I hadn’t seen him take more than a passing, casual glance at Max, so his confidence that she wasn’t bitten threw me.
I glanced over at Declan. Her eyes met mine and widened slightly. I could tell neither of us knew how to explain, even if we trusted Claude in the first place. It was always odd—how drawn supernatural creatu
res seemed to be to Max—us included. She’d had my entire team tripped up for months, none of us quite sure whether we wanted to do everything we could to protect her or stay as far away as we possibly could without arousing undue suspicion. She was equal parts tempting and terrifying. A terrible mix, as far as I was concerned.

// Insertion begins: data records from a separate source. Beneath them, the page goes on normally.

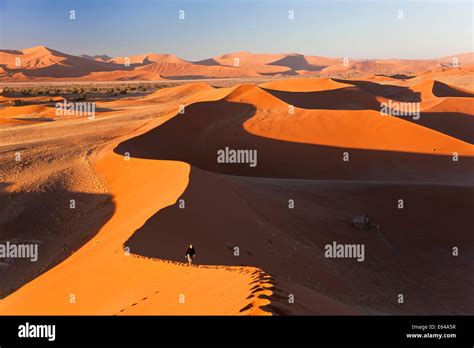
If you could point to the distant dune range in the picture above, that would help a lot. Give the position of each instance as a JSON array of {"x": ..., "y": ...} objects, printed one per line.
[{"x": 44, "y": 64}]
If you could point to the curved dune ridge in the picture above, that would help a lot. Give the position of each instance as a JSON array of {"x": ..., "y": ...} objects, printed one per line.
[
  {"x": 300, "y": 129},
  {"x": 43, "y": 63}
]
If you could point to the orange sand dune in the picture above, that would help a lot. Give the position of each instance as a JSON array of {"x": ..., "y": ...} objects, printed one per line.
[
  {"x": 304, "y": 85},
  {"x": 148, "y": 58},
  {"x": 229, "y": 205},
  {"x": 250, "y": 118},
  {"x": 42, "y": 63},
  {"x": 190, "y": 71},
  {"x": 104, "y": 280}
]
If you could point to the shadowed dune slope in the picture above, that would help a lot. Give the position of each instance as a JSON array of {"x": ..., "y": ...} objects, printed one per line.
[{"x": 246, "y": 221}]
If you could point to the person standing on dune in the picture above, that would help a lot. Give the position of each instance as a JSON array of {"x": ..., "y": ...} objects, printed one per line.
[{"x": 190, "y": 253}]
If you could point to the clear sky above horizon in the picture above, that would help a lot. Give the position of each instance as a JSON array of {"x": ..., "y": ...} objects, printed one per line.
[{"x": 356, "y": 29}]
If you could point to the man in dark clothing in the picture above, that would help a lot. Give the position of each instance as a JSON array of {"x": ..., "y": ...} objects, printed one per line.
[{"x": 190, "y": 253}]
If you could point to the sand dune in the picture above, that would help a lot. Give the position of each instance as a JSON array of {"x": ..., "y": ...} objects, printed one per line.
[
  {"x": 42, "y": 63},
  {"x": 228, "y": 205}
]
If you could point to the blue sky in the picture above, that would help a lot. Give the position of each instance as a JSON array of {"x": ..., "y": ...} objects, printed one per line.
[{"x": 356, "y": 29}]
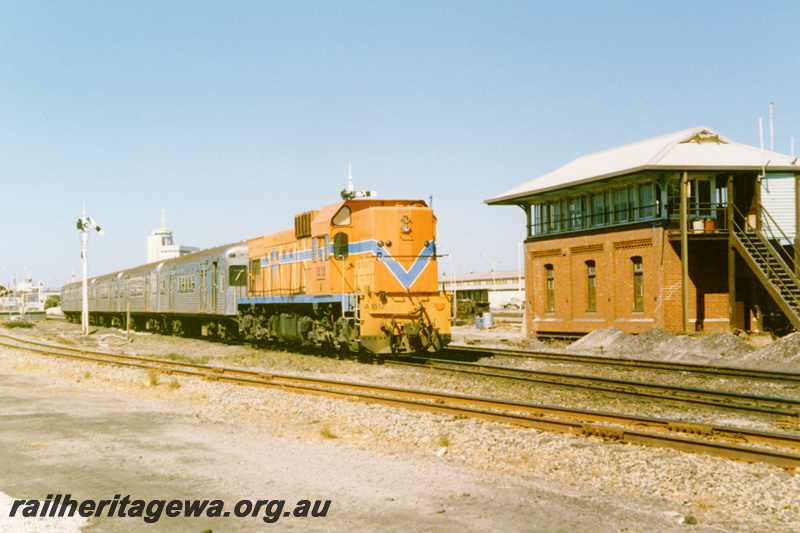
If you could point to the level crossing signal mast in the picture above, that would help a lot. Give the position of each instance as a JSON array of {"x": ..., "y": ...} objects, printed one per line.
[{"x": 86, "y": 223}]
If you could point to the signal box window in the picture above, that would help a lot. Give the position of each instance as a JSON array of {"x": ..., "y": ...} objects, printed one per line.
[
  {"x": 638, "y": 284},
  {"x": 591, "y": 287},
  {"x": 550, "y": 289},
  {"x": 340, "y": 246}
]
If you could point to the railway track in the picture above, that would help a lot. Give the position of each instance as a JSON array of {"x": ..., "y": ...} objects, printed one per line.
[
  {"x": 735, "y": 443},
  {"x": 748, "y": 404},
  {"x": 472, "y": 352}
]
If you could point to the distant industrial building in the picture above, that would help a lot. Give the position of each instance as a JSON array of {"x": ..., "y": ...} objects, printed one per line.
[
  {"x": 686, "y": 232},
  {"x": 497, "y": 289},
  {"x": 160, "y": 245}
]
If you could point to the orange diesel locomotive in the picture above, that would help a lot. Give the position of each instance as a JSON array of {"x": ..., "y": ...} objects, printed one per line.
[{"x": 360, "y": 275}]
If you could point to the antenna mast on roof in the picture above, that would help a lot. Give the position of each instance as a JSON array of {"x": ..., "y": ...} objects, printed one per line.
[
  {"x": 349, "y": 193},
  {"x": 771, "y": 126}
]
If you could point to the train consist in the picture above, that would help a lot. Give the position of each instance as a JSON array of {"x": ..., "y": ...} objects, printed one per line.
[{"x": 358, "y": 276}]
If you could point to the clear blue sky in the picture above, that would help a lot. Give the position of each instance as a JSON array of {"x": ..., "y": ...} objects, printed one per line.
[{"x": 236, "y": 116}]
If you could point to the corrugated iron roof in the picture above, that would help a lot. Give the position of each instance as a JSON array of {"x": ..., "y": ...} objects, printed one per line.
[{"x": 698, "y": 148}]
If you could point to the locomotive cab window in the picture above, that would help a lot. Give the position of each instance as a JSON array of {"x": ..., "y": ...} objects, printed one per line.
[
  {"x": 342, "y": 217},
  {"x": 340, "y": 246}
]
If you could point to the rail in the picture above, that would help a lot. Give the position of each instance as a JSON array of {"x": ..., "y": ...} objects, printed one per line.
[
  {"x": 748, "y": 404},
  {"x": 712, "y": 439}
]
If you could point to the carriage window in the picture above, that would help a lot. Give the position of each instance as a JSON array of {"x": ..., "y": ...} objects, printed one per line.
[
  {"x": 238, "y": 276},
  {"x": 342, "y": 217},
  {"x": 340, "y": 246}
]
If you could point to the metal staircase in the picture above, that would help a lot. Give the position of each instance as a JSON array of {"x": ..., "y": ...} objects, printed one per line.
[{"x": 769, "y": 261}]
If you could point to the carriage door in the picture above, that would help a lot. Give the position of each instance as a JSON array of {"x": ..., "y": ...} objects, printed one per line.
[
  {"x": 171, "y": 290},
  {"x": 203, "y": 286},
  {"x": 214, "y": 286}
]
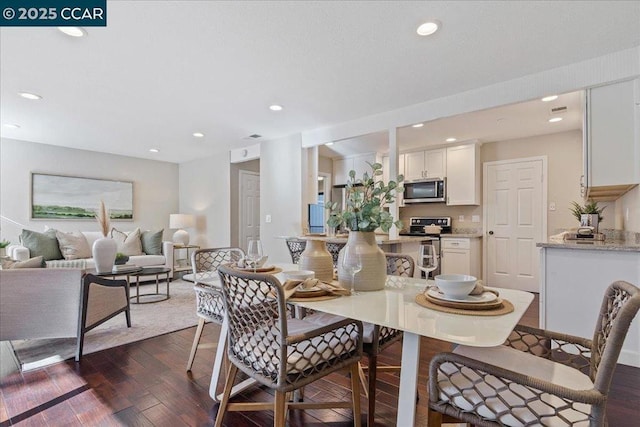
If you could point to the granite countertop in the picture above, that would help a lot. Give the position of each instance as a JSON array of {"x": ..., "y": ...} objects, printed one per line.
[
  {"x": 464, "y": 235},
  {"x": 381, "y": 239},
  {"x": 607, "y": 245}
]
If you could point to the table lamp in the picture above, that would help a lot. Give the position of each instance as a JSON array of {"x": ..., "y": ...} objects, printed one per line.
[{"x": 180, "y": 221}]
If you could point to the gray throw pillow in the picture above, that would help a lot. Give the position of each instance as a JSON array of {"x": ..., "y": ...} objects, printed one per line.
[
  {"x": 152, "y": 242},
  {"x": 128, "y": 243},
  {"x": 41, "y": 244},
  {"x": 36, "y": 262},
  {"x": 73, "y": 245}
]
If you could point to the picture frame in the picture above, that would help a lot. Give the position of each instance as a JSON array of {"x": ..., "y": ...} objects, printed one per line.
[{"x": 64, "y": 197}]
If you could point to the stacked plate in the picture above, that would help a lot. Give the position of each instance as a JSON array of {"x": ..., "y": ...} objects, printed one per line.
[{"x": 485, "y": 301}]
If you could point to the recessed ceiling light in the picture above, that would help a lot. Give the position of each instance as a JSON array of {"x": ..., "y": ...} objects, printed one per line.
[
  {"x": 73, "y": 31},
  {"x": 29, "y": 95},
  {"x": 428, "y": 27}
]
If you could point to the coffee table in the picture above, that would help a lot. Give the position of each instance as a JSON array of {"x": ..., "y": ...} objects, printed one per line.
[{"x": 150, "y": 271}]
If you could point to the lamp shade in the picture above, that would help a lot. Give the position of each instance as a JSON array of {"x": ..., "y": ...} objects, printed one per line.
[{"x": 181, "y": 221}]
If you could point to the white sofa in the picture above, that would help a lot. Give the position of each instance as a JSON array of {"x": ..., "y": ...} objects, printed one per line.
[{"x": 22, "y": 253}]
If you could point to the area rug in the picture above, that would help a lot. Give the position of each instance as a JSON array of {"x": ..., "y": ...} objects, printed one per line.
[{"x": 147, "y": 320}]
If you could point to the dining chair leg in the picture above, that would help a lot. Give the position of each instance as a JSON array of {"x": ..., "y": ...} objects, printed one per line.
[
  {"x": 355, "y": 395},
  {"x": 373, "y": 374},
  {"x": 279, "y": 410},
  {"x": 434, "y": 418},
  {"x": 231, "y": 377},
  {"x": 194, "y": 346},
  {"x": 363, "y": 380}
]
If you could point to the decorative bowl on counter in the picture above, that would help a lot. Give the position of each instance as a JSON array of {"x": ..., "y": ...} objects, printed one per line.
[{"x": 455, "y": 285}]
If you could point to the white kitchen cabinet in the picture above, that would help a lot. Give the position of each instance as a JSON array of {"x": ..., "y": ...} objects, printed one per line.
[
  {"x": 358, "y": 163},
  {"x": 573, "y": 282},
  {"x": 460, "y": 256},
  {"x": 425, "y": 164},
  {"x": 611, "y": 144},
  {"x": 463, "y": 175}
]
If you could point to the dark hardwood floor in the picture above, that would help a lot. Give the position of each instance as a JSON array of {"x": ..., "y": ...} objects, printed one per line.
[{"x": 145, "y": 384}]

We couldn’t pretend she was altogether normal though, that her intrigue stemmed from nothing more than an unusual upbringing, or from being raised by one of the greats. Our instincts where she was concerned were correct—there was something strange, dangerous even, about her. The hellhound’s attachment wasn’t something we could argue with. He had a knack for showing up whenever she needed him most, like they were bonded in some ancient, powerful way that protectors had no answer for.
At least not as far as I knew, anyway. But I was beginning to realize that The Guild either kept a lot more than they should from the field teams, or else the organization had a seriously alarming deficit of knowledge about the hell realm. If it was the former, I had no idea how to trust an organization that kept us all so entirely in the dark; and if it was the latter, we were right and surely fucked.
And having a beast so often aligned with evil and hell showing up at her side during opportune moments was nothing if not ominous. It was easier to overlook this on occasion, since she’d gone and named the dog Ralph and treated him like he was nothing more than a loveable pet. I was half-convinced myself that he was on our side and didn’t mean any harm. Which was absolute madness. I knew better than that. Maybe the girls weren’t the only ones who handled the beast with puppy gloves.
No creature associated with hell could be trusted. Not even me.
Not even Wade.
And most definitely not Max.
I’d been concerned about her weird energy since the first second I’d laid eyes on her, before she even moved to Guild Headquarters. Something about my draw to her wasn’t right, wasn’t explainable in a way that I understood. She was like a beacon, pulling my wolf to that tiny shithole of a town that she called home. She healed too quickly from her vampire attack. And then, more recently, she started dreaming of Wade, a connection none of the rest of us were able to make, despite knowing him longer and sharing half of his DNA. Also weird and unexplainable.